When the Metro Council meets virtually Wednesday, among the items on its agenda will be to approve final acceptance of the star-crossed downtown library, which is finally completed at a cost of some $18.1 million.
That’s $3.6 million more than the North Boulevard facility was originally budgeted to cost. But a faulty weld in a steel beam in the building’s signature cantilever caused a structural failure in April 2018 that delayed the project by 18 months and increased its cost by more than 21%.

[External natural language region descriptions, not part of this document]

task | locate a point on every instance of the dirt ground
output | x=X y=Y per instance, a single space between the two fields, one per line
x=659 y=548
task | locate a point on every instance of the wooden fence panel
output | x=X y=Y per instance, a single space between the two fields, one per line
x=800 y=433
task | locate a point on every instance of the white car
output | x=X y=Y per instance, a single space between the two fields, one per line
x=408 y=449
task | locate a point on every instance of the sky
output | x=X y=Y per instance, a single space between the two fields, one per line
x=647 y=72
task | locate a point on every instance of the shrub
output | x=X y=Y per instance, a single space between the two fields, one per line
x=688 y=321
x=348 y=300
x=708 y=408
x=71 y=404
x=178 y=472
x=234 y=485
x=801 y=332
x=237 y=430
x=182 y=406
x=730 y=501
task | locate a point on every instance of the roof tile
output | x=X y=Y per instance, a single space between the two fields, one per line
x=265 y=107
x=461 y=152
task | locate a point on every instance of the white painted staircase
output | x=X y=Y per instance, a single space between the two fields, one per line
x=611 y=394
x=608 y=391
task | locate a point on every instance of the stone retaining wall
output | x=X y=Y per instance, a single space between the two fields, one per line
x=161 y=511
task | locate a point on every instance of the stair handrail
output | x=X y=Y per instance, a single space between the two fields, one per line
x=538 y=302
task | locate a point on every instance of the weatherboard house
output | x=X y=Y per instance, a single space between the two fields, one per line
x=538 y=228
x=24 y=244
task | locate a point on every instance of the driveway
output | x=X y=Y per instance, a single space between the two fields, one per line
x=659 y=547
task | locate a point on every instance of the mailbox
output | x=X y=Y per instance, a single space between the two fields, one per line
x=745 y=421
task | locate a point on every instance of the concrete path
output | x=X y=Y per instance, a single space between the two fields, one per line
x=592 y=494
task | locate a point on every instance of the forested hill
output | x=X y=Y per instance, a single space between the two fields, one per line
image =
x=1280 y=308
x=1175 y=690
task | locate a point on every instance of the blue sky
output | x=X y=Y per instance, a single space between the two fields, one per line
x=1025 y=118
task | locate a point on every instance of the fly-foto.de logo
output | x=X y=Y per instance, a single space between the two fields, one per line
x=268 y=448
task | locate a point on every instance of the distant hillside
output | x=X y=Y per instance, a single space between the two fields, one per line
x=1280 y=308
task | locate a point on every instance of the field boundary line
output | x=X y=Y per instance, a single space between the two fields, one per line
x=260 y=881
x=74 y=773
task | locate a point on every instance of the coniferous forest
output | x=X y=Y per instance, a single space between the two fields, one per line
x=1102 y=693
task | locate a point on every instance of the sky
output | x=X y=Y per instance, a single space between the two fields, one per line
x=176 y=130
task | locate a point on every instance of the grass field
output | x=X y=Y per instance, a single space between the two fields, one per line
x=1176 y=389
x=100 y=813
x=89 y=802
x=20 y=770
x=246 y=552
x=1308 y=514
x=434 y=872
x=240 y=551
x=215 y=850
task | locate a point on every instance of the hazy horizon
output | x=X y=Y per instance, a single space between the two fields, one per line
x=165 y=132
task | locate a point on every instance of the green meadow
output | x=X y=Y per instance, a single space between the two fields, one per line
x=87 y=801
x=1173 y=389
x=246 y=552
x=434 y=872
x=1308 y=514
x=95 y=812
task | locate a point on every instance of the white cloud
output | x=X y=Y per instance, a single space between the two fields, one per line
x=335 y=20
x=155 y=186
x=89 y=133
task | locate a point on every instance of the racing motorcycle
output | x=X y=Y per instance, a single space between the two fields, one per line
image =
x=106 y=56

Most of that additional cost—$3.16 million—went directly to remediation work on the damaged part of the building. An additional $446,000 was needed to repair unforeseen conditions and miscellaneous problems that were detected during the remediation process, including vapor barrier issues, fourth-floor balcony roof repairs and main roof repairs, according to Bubba Cascio, city parish director of building and grounds.
While the city-parish is technically picking up the tab for the pricey repairs—an expenditure that, admittedly, looks questionable as the coronavirus pandemic is putting the squeeze on already tight municipal budgets everywhere—the money is not coming out of the city-parish general fund. Rather, the library board will be paying for it out of its pot of dedicated money.
More significantly, the city-parish is expected to be reimbursed once litigation over the structural failure is complete. Indeed, the Metro Council voted in 2019 to approve fronting the money for the repairs rather than letting the half-finished building sit empty, incurring additional damage and exposing the city-parish to liability.
“It is our expectation we will be reimbursed after this litigation is settled,” Cascio says. “We made the decision to front this and get it finished and get reimbursed later, otherwise it would have ended up costing a lot more.”
The building was originally scheduled to open in January, then in March, and then April 22, which is Wednesday. But because the state is under shutdown orders through at least the end of the month, the opening is now delayed until May or later.
Also on pause is an ongoing legal battle between the city-parish and the architects and engineers who designed the building. Negotiations between the various parties in the lawsuit, filed in November 2018, have been ongoing for months. Talks were last held in March but no agreement could be reached.
They are expected to resume once the courts reopen.